Oneal Moore | |
Birth Date: | April 23, 1931 |
Birth Place: | Louisiana, US |
Death Date: | June 2, 1965 (aged 34) |
Death Place: | Varnado, Louisiana, US |
Occupation: | Deputy sheriff, Washington Parish Sheriff's Office |
Years Active: | More than one |
Known For: | First African-American deputy sheriff in the parish; murdered by suspected white supremacists |
Children: | 4 |
Oneal Moore (April 23, 1931 – June 2, 1965) was the first African-American deputy sheriff for the Washington Parish Sheriff's Office in Varnado, Louisiana. He was murdered on June 2, 1965, by alleged members of the Ku Klux Klan in a drive-by shooting, one year and a day after his landmark appointment as deputy sheriff. An Army veteran, he was 34 years old, married, and the father of four daughters.

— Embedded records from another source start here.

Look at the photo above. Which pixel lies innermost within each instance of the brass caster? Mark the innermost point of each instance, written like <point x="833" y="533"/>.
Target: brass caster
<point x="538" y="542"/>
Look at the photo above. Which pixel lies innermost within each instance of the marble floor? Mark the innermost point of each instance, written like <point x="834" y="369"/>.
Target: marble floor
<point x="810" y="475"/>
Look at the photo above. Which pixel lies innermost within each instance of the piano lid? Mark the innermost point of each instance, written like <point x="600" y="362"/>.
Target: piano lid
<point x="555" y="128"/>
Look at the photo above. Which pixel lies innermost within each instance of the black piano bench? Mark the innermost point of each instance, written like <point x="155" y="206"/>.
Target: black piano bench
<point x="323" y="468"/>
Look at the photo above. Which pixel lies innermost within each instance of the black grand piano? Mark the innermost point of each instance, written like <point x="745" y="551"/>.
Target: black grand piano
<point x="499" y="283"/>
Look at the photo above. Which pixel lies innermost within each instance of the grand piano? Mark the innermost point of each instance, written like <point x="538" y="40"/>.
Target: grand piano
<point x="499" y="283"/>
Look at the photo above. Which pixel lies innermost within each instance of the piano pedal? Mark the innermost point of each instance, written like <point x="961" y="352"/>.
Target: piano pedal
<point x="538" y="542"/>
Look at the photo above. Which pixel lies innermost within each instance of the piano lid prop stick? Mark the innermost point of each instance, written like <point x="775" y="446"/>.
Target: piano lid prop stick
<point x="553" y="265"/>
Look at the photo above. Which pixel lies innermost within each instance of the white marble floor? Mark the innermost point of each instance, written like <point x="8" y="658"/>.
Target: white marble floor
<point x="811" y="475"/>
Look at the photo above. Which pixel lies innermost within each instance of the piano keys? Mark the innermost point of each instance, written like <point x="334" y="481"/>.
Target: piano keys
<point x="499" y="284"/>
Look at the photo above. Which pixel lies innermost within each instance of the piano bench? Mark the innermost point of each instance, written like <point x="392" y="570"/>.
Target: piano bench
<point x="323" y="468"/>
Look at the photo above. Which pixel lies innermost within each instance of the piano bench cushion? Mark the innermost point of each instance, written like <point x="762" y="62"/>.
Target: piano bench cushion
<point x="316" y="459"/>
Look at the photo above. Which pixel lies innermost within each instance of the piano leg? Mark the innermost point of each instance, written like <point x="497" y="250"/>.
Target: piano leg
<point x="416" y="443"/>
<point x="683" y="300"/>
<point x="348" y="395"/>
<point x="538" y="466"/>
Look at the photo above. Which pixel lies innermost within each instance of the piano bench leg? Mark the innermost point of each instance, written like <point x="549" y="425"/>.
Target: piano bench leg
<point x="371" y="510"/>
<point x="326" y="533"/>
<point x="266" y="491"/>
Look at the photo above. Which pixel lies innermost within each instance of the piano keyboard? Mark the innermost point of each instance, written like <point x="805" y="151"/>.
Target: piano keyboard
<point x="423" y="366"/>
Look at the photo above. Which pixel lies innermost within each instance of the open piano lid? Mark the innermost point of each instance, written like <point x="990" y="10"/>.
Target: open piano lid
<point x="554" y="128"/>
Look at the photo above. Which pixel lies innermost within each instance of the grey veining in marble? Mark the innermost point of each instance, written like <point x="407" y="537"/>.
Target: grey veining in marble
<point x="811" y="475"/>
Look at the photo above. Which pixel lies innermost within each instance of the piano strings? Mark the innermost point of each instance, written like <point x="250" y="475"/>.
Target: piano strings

The evening of June 2, 1965, Moore was driving home from work when an individual in a pickup truck shot at him and his partner, David Creed Rogers, another African-American deputy sheriff. Moore lost control of the vehicle and crashed into a tree, dying instantly from a gunshot wound to the head.[1] Rogers suffered injuries, including to one eye, but survived the shooting and crash; he immediately broadcast a description of the vehicle, which he noted had a Confederate flag decal on its front bumper.[2]
Two suspects were arrested in Mississippi not long afterward. One was Ernest Ray McElveen, a known white supremacist. McElveen was represented by Baton Rouge, Louisiana, attorney Osier Brown. He later also represented the two men charged with Clarence Triggs' murder the following year in 1966.[3] The police filed no charges due to a lack of evidence and witnesses.
The cold case was reopened by the FBI several times, first in 1990, then in 2001 and 2007, but they did not bring indictments.[4] McElveen, the prime suspect in the case, died in 2003.
The Deacons for Defense and Justice, an African-American group with a chapter organized in 1965 in Bogalusa, Louisiana, among other chapters, to protect civil rights workers, provided armed protection and support for Moore's widow and family.[5]